TLS: Der Transportschutz

Bei TLS (Transport Layer Security) handelt es sich um ein kryptografisches Protokoll, das den Transportkanal zwischen Absender und Empfänger verschlüsselt. Der Vorteil einer solchen „Transportverschlüsselung“ liegt darin, dass während der Übertragung selbst Metadaten wie Absender und Empfänger, Betreff und Zeit des Versands nicht von außen einsehbar sind.

Dafür müssen die Mail-Systeme des Versenders und des Empfängers direkt miteinander kommunizieren. Das ist jedoch meistens nicht gegeben, sodass die Verschlüsselung nur bis zum nächsten Knotenpunkt greift. Deswegen raten Experten dazu, das TLS-Protokoll mit einer Inhaltsverschlüsselung wie S/MIME oder PGP zu kombinieren. Das gleicht die Schwächen von TLS aus.

PGP: Ziemlich gut, aber komplex

PGP steht für „Pretty Good Privacy“ und verschlüsselt im Gegensatz zu TLS den Inhalt einer E-Mail, der unabhängig vom Übertragungskanal dann nur vom berechtigten Empfänger lesbar gemacht werden kann. Dieser Standard setzt bei der Validierung eines Schlüssels auf ein „Web of Trust”. Öffentliche Schlüssel werden dabei dezentral von vielen Personen zertifiziert. Das gewährt die Sicherheit unter der Annahme, dass ein potenzieller Angreifer nur schwerlich gleichermaßen alle täuschen kann, die zuvor den Schlüssel signiert haben. Auf der anderen Seite bleibt im Dunkeln, wer überhaupt zur Zertifizierung beigetragen hat.

Obwohl PGP zu einem der wichtigsten Standards zählt, greifen aufgrund mangelnder Benutzerfreundlichkeit hauptsächlich technikaffine Firmen und Privatnutzer aus der IT-Community auf PGP zurück. Ein Grund ist, dass der Standard nicht in alle gängigen E-Mail-Clients integriert ist – eine konsistente Nutzererfahrung fehlt also.

Microsoft 365 bietet eine Alternative mit MIP

Mit Microsoft Information Protection (MIP) in Microsoft 365 (M365) gibt es prinzipiell eine sehr nutzerfreundliche Option, um E-Mails mit einer weitverbreiteten Lösung zu verschlüsseln.
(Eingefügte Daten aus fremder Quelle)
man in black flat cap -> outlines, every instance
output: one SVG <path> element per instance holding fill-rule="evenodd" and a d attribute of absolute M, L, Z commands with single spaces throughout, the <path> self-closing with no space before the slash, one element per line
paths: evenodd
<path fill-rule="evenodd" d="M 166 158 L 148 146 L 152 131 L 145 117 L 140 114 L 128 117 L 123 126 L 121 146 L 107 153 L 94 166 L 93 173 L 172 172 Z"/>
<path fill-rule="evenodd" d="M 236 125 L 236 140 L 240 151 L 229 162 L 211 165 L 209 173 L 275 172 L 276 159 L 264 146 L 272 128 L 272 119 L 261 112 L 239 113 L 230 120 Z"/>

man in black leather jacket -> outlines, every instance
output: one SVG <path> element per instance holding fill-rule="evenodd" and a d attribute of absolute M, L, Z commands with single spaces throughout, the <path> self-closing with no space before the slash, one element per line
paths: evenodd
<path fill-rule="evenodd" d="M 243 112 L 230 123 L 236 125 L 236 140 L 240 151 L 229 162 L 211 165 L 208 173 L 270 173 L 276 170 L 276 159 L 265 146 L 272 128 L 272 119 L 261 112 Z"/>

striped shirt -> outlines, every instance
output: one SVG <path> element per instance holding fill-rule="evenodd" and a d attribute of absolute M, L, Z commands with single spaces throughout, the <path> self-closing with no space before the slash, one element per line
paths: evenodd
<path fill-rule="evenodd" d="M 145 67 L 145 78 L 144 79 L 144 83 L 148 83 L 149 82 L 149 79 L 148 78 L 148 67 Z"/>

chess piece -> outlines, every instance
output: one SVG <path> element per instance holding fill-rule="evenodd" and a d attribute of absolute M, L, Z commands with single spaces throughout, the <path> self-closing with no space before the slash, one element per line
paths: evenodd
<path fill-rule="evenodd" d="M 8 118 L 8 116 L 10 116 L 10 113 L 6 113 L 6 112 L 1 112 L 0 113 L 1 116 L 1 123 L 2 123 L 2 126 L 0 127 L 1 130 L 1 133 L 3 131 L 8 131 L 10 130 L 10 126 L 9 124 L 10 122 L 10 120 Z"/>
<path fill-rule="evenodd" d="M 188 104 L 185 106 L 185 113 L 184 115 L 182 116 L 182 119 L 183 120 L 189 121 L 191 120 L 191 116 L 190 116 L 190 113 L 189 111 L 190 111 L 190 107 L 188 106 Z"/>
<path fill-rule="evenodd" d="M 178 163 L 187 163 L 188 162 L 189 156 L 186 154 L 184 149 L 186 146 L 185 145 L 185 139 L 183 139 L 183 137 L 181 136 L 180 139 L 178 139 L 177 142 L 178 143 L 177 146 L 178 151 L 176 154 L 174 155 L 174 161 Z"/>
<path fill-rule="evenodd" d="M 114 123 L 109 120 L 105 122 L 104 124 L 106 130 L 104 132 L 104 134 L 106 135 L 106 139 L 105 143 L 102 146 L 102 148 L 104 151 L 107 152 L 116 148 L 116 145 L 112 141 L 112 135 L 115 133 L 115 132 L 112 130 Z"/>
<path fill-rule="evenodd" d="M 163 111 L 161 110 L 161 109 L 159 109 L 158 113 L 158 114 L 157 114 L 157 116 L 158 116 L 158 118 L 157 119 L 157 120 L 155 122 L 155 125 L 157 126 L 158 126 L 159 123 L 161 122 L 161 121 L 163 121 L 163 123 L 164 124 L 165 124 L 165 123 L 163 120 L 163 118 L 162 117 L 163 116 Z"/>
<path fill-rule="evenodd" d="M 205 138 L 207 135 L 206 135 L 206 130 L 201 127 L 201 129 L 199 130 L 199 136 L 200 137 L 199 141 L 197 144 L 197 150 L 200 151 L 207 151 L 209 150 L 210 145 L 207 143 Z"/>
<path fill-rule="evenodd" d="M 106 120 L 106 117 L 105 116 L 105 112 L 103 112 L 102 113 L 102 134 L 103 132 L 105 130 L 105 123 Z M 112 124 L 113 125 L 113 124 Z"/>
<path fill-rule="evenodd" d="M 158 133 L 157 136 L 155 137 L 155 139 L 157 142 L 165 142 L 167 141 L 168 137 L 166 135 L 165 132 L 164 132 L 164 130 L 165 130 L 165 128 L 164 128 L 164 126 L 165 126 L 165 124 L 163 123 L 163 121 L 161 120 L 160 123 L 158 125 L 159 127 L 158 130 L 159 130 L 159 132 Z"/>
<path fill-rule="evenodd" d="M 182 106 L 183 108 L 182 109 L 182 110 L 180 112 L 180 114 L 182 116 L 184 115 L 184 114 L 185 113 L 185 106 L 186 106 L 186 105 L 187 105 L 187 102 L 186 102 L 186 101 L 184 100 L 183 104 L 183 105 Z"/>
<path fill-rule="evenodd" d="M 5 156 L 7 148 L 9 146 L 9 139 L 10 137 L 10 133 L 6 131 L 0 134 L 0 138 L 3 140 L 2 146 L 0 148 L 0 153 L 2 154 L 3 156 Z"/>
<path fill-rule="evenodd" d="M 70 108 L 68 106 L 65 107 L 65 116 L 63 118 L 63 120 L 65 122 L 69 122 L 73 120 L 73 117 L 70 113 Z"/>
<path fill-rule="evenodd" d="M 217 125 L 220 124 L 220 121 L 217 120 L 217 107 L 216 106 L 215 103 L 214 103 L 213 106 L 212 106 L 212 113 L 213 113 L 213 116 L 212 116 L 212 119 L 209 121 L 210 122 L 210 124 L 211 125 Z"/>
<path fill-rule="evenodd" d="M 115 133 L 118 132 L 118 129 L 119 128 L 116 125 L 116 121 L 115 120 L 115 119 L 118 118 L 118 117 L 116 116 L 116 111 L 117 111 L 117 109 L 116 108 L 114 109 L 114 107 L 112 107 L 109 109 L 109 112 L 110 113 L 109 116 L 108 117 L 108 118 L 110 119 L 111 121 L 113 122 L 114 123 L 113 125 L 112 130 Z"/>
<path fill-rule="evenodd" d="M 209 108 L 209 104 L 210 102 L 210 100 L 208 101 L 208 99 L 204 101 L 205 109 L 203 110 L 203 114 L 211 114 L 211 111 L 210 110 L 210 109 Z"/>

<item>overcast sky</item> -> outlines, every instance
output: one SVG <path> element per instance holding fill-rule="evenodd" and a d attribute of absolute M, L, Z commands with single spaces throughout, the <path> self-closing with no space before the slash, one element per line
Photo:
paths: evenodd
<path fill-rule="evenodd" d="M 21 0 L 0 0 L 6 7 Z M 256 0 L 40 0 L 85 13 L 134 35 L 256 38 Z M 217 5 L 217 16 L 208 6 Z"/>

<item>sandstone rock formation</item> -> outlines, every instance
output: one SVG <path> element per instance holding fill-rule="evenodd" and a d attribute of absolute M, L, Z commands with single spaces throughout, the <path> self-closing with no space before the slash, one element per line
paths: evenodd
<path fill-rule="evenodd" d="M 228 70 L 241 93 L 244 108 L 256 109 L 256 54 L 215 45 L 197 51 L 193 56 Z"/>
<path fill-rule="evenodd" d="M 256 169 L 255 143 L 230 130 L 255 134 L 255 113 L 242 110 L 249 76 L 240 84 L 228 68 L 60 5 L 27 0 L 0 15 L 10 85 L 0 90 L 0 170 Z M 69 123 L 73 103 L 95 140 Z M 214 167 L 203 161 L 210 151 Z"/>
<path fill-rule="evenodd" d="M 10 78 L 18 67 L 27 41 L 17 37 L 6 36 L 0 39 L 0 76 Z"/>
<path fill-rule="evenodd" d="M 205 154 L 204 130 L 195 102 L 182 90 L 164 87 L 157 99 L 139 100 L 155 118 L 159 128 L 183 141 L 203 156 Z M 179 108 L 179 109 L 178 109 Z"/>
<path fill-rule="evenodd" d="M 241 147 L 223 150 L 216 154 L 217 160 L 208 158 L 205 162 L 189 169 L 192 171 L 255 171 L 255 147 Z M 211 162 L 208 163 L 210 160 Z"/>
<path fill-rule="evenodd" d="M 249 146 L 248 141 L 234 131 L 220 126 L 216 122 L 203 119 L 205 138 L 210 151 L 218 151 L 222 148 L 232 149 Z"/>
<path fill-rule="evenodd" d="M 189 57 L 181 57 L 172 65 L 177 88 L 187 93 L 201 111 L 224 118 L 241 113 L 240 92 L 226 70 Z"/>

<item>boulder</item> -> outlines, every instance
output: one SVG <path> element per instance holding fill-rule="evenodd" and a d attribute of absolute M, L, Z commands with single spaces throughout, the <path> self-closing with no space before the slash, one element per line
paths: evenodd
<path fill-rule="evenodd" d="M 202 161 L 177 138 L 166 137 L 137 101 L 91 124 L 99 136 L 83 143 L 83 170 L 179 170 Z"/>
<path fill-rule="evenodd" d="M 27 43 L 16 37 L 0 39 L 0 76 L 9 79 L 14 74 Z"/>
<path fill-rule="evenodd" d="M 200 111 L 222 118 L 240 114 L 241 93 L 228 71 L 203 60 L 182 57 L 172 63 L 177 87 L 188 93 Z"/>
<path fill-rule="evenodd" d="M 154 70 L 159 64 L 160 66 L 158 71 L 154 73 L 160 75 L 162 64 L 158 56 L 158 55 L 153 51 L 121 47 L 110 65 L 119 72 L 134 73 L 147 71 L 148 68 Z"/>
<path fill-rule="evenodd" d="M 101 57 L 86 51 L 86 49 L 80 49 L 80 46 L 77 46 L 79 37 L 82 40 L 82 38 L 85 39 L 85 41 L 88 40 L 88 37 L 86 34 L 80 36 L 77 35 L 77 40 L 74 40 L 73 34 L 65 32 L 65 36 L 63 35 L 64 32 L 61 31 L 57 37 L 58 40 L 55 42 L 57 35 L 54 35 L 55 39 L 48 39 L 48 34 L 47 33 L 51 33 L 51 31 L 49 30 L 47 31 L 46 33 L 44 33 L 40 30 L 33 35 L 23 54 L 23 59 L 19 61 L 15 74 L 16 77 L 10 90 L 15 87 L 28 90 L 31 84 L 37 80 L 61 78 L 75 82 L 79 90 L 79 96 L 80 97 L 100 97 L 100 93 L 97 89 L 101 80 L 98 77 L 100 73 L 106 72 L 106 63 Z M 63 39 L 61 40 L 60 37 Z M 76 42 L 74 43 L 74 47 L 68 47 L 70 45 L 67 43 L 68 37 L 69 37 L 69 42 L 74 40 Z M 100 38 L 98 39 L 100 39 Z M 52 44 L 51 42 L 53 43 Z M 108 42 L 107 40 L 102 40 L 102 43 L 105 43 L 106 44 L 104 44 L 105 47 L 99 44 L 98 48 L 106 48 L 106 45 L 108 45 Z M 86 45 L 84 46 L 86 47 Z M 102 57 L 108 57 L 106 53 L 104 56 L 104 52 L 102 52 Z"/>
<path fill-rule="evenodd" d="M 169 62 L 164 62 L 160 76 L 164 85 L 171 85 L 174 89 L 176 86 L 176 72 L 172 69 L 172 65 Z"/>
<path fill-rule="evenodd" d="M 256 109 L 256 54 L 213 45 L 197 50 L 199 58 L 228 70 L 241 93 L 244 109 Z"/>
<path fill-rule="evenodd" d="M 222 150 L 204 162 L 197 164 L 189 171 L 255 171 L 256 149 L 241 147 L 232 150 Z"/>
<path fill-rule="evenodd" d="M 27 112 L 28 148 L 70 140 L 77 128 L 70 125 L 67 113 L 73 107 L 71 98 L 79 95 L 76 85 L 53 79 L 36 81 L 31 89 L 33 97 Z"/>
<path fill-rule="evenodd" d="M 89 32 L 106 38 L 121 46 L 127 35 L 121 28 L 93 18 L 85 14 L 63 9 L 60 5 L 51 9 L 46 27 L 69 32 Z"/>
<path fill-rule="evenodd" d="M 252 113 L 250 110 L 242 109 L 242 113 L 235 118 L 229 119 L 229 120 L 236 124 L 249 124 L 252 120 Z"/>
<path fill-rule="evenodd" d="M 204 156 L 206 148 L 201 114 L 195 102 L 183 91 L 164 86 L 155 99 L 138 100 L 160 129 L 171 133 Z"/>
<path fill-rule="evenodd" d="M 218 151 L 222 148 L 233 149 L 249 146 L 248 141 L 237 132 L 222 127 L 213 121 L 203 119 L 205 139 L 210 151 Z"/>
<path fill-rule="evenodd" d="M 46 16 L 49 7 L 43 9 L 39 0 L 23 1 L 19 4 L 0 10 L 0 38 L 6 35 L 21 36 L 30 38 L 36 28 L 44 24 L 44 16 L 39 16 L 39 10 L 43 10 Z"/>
Allerdings gilt das hauptsächlich für Geschäftskunden – selten für Privatnutzer.
Anwender sollten außerdem hellhörig werden: Der Cloud-Anbieter besitzt die Schlüssel für die Verschlüsselung. US-Behörden können sich auf den CLOUD Act von 2018 berufen, um US-Unternehmen dazu zu zwingen, personenbezogene Daten selbst dann herauszugeben, wenn sie auf Servern im Ausland liegen. Wer sich darauf einlässt, übergibt Microsoft sozusagen eine Geldkassette, auf deren Unterseite der Schlüssel klebt.

S/MIME: Ein Allrounder?

Die Inhaltsverschlüsselung S/MIME erfreut sich einer ähnlichen Bekanntheit wie PGP und hat den Vorteil, bereits in gängigen Mail-Clients integriert zu sein. Da keine zusätzlichen Plug-ins oder Downloads erforderlich sind, bietet S/MIME eine hohe Nutzerfreundlichkeit – auch für M365. Daher greifen viele Unternehmen auf diesen Standard statt auf PGP zurück.
Im Unterschied zu PGP sieht der Standard für die Validierung von öffentlichen Schlüsseln eine kleine Anzahl von zuverlässigen Zertifizierungsstellen vor. Auch wenn das Verfahren nicht unfehlbar bleibt, bietet es den Nutzern mehr Sicherheit als das Web of Trust von PGP, bei dem faktisch jeder die Funktionen der Zertifizierungsstelle übernehmen kann – quasi ohne Aufsicht.
Eine echte Allround-Lösung ist leider auch dieser Standard nicht, weil er – wie fast alle Verfahren – erfordert, dass ihn sowohl Absender als auch Empfänger nutzen. Dazu kommt, dass Anwender ihre Schlüssel und die von Kommunikationspartnern verwalten müssen – keine triviale Aufgabe.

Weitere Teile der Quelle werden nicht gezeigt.